Recent studies show that intraspecific genetic variation in asexual species may have large effects on community and ecosystem functions, increasing their stability, productivity, and species richness. However, major questions regarding its population-level impact remain empirically unanswered: (a) How does intraspecific genetic diversity affect the ecological characteristics of sexual species, in which recombination can alter the outcome of causal mechanisms such as selection and niche diversification? (b) Does genetic diversity increase population dynamic stability? (c) Is the impact of genetic diversity dependent on the selective environment? To answer these questions, I founded replicate flour beetle (Tribolium castaneum) populations with different degrees of ecologically relevant, heritable trait variation and monitored their dynamics for approximately eight generations.

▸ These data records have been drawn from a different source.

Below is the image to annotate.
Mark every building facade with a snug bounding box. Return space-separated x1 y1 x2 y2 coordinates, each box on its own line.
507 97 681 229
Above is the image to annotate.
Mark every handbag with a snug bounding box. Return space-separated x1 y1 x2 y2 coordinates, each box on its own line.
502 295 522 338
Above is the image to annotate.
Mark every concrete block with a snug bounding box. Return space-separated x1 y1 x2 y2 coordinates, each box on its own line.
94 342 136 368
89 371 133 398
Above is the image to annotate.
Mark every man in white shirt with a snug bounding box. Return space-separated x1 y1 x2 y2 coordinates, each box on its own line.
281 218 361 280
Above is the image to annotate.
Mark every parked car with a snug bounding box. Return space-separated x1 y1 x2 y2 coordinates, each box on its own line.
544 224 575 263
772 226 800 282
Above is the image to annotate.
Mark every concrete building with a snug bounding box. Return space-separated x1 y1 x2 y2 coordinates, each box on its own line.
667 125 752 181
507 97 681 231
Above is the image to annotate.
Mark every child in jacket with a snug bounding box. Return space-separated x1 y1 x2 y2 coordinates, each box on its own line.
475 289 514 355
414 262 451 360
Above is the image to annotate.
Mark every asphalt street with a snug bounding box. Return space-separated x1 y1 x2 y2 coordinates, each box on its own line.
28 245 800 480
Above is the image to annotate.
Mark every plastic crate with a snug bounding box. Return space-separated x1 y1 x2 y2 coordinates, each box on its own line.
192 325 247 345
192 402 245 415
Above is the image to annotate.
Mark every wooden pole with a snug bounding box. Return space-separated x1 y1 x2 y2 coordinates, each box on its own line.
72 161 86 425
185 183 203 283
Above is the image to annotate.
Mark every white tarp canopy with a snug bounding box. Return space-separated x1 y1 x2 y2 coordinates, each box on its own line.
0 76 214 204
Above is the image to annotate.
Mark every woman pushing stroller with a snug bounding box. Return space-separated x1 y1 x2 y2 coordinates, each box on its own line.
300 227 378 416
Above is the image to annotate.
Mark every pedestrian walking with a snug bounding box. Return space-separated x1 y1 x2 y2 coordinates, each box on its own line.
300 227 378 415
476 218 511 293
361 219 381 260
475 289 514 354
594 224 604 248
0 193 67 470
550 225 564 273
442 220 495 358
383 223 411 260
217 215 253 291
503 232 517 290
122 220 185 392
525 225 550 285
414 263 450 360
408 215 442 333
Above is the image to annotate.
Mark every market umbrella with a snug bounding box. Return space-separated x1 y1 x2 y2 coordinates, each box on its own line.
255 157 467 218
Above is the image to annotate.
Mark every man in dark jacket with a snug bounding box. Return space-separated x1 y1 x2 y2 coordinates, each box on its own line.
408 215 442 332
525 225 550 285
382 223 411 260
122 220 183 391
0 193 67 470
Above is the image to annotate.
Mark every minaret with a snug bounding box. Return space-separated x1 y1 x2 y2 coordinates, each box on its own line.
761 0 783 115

I show that population stability and persistence increased with greater genetic variation but that the stabilizing effect was independent of the selective habitat (different proportions of ancestral and novel resources). Alleles from a single founding strain underwent a selective sweep in the homogeneous ancestral habitat but not in a novel heterogeneous habitat. These results expand current understanding of the ecological impacts of genetic diversity by showing that genetically more diverse sexual populations persist longer and are more stable but that the selective environment determines the mechanistic basis of increased stability.